(二)この世界ごと愛したい




お祭りということで、ハナちゃんが浴衣をと勧めてくれたのを珍しくやんわり断る私。


そんな私はここに来た時同様の服に袖を通し、髪を結い上げる。



自分の荷物を抱えて、勿論帯剣。




その姿で先にみんなが集まる朝餉の会場である広間に顔を出す。





「ちょっとリンちゃーん、祭りだからってそんな荷物抱えて行くのかー?」


「まるで帰って来ねえみたいじゃん!遊ぶの邪魔になるから置いてった方がいいって!」




隊士の皆さんが親切に忠告してくれる。





「約一ヶ月、お世話になりました。

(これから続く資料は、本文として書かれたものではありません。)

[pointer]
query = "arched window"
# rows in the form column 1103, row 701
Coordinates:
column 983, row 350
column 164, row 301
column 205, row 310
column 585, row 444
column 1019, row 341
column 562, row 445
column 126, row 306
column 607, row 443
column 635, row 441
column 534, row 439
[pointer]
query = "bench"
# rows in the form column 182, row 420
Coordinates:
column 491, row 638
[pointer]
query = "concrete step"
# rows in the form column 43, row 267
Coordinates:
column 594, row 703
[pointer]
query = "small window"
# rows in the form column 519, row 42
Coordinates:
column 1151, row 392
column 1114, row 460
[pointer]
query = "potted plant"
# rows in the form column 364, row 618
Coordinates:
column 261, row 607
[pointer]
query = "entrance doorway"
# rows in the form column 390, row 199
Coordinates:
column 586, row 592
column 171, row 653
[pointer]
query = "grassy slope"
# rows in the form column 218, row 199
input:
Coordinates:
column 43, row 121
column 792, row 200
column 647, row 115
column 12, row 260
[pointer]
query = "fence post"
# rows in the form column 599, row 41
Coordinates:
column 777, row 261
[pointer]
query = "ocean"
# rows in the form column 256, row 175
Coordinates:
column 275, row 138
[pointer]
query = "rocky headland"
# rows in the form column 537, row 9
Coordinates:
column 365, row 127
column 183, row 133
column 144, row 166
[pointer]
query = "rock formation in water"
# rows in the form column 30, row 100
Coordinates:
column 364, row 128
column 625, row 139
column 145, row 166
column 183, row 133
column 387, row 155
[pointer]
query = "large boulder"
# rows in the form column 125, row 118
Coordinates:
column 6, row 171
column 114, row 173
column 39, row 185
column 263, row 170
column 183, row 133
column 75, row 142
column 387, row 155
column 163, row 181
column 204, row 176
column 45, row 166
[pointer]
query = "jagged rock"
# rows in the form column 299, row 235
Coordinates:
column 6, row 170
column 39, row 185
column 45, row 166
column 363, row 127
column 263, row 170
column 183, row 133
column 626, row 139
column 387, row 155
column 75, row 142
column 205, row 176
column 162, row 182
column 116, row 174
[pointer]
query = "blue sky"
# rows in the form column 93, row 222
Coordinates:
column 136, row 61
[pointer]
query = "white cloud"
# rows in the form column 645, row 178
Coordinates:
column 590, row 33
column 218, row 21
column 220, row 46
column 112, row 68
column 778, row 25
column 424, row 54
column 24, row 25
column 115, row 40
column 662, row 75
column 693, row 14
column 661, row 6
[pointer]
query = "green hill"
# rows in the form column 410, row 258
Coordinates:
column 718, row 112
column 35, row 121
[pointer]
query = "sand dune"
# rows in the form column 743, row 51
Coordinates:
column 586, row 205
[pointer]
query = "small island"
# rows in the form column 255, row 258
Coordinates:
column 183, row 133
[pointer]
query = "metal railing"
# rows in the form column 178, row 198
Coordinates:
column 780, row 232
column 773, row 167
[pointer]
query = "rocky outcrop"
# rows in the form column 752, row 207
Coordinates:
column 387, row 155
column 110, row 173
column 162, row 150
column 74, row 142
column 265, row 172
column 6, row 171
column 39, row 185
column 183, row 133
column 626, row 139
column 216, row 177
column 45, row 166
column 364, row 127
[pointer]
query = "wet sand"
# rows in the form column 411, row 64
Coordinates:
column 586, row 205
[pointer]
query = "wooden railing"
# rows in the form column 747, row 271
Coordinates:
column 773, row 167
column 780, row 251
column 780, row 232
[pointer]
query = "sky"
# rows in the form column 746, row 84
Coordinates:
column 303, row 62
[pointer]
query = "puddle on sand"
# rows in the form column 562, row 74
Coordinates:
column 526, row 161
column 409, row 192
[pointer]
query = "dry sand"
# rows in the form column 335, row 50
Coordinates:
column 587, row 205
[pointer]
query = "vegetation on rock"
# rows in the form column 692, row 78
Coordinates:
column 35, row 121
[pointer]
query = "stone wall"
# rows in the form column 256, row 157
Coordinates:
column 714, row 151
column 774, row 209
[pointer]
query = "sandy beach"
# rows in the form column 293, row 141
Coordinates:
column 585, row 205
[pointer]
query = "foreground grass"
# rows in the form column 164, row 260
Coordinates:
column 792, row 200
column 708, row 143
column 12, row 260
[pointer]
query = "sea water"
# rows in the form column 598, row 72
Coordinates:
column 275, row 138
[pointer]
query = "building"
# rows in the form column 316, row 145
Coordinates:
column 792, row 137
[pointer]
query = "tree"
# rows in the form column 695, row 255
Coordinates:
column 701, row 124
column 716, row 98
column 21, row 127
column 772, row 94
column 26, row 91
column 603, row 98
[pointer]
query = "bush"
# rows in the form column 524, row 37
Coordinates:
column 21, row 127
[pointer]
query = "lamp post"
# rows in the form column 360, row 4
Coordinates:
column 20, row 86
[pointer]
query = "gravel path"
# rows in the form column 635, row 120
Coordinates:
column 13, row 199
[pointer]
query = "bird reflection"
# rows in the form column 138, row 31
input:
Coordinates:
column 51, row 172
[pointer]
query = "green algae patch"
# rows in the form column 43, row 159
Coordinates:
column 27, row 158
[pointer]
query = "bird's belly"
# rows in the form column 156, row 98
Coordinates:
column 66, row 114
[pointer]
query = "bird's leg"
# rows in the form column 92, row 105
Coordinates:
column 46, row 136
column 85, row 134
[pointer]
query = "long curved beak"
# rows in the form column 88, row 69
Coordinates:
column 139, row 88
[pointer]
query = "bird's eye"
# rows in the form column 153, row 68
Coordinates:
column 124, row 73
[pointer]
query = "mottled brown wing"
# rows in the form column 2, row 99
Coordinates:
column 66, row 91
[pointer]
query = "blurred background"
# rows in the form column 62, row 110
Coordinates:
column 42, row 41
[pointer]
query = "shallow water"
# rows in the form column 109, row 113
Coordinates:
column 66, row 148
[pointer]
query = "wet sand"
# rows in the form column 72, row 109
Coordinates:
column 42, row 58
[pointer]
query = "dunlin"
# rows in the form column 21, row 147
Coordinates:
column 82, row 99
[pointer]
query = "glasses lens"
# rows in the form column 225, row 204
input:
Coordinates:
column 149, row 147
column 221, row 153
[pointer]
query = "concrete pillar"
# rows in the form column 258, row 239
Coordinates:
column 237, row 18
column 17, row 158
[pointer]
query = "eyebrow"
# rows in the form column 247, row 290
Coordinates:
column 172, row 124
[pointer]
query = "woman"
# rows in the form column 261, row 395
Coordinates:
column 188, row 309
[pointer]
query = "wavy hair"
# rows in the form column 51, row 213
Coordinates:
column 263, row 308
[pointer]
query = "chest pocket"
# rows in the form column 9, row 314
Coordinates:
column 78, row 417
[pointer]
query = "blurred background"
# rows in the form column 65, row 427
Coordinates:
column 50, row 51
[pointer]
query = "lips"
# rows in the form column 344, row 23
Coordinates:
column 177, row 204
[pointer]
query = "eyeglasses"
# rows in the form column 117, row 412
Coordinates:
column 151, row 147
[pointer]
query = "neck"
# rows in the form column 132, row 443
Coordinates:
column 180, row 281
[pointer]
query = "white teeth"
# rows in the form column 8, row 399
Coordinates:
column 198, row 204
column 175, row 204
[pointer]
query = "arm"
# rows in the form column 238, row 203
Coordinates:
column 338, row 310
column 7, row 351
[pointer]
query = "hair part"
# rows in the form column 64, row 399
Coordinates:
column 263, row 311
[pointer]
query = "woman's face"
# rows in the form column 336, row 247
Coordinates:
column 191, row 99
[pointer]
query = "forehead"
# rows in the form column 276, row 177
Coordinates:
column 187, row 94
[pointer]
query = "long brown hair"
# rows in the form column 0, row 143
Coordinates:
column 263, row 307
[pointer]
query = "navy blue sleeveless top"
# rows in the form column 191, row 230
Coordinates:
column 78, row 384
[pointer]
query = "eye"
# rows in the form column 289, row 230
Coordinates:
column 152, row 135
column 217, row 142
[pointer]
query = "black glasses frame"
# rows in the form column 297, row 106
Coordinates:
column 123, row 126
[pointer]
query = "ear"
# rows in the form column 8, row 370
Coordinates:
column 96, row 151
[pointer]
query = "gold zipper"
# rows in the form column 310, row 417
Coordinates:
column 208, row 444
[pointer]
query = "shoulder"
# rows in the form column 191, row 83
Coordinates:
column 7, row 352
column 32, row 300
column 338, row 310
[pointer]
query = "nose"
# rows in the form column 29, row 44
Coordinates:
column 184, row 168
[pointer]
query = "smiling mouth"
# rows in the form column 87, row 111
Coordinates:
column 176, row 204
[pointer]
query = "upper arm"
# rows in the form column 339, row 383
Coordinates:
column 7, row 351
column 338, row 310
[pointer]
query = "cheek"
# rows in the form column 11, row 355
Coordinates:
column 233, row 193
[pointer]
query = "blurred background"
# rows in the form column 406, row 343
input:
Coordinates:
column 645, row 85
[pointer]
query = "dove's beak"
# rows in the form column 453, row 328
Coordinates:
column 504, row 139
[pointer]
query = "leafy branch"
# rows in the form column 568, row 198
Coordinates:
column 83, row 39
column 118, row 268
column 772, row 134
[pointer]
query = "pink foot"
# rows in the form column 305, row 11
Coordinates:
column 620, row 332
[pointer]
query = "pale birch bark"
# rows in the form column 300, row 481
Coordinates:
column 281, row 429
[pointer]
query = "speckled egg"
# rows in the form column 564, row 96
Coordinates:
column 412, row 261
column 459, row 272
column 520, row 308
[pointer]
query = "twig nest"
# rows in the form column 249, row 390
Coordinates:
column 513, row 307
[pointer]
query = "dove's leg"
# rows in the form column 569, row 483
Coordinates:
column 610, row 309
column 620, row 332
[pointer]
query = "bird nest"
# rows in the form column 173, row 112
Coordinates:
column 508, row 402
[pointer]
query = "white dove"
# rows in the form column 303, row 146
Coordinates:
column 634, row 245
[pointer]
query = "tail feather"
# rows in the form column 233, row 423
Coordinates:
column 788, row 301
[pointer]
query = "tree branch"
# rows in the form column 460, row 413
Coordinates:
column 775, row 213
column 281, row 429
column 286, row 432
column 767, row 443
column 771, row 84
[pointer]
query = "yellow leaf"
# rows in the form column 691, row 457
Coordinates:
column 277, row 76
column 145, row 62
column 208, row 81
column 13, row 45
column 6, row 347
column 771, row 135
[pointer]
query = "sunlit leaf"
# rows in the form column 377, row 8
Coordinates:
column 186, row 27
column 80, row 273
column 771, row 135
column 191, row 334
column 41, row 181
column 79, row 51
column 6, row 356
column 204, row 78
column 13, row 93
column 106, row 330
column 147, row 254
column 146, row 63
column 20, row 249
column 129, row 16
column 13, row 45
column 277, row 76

」



「「「…え?」」」




ぺこりと頭を下げた私を、不安気に見る隊士の皆さん。



アキトとトキには昨夜話しておいた。


お祭り会場の街から私はそのまま旅立つと。





「…この城は本当にアキトみたいで。毎日すっごく楽しかったよ。」



「リンちゃん嘘だろ!?」


「まだここに居りゃあいいじゃん!!」


「てかずっと居てくれよ!!!」




大の男たちが涙を流して寂しがっている。


ちょっと怖い光景だ。




「ずっとは居てあげられないけど、その内また来るね。」




肩を落とす素直な彼らを見ていると。


どうしてかほっとけない。ほっとけないせいで、私はここまで鍛え上げてしまった。





「…みんなでお祭り行く?」



「「「行くー!!!」」」




私の言葉に呼応し雄叫びを上げて、また素直に喜ぶ彼ら。


そんな様子を流石にトキとアキトが止める。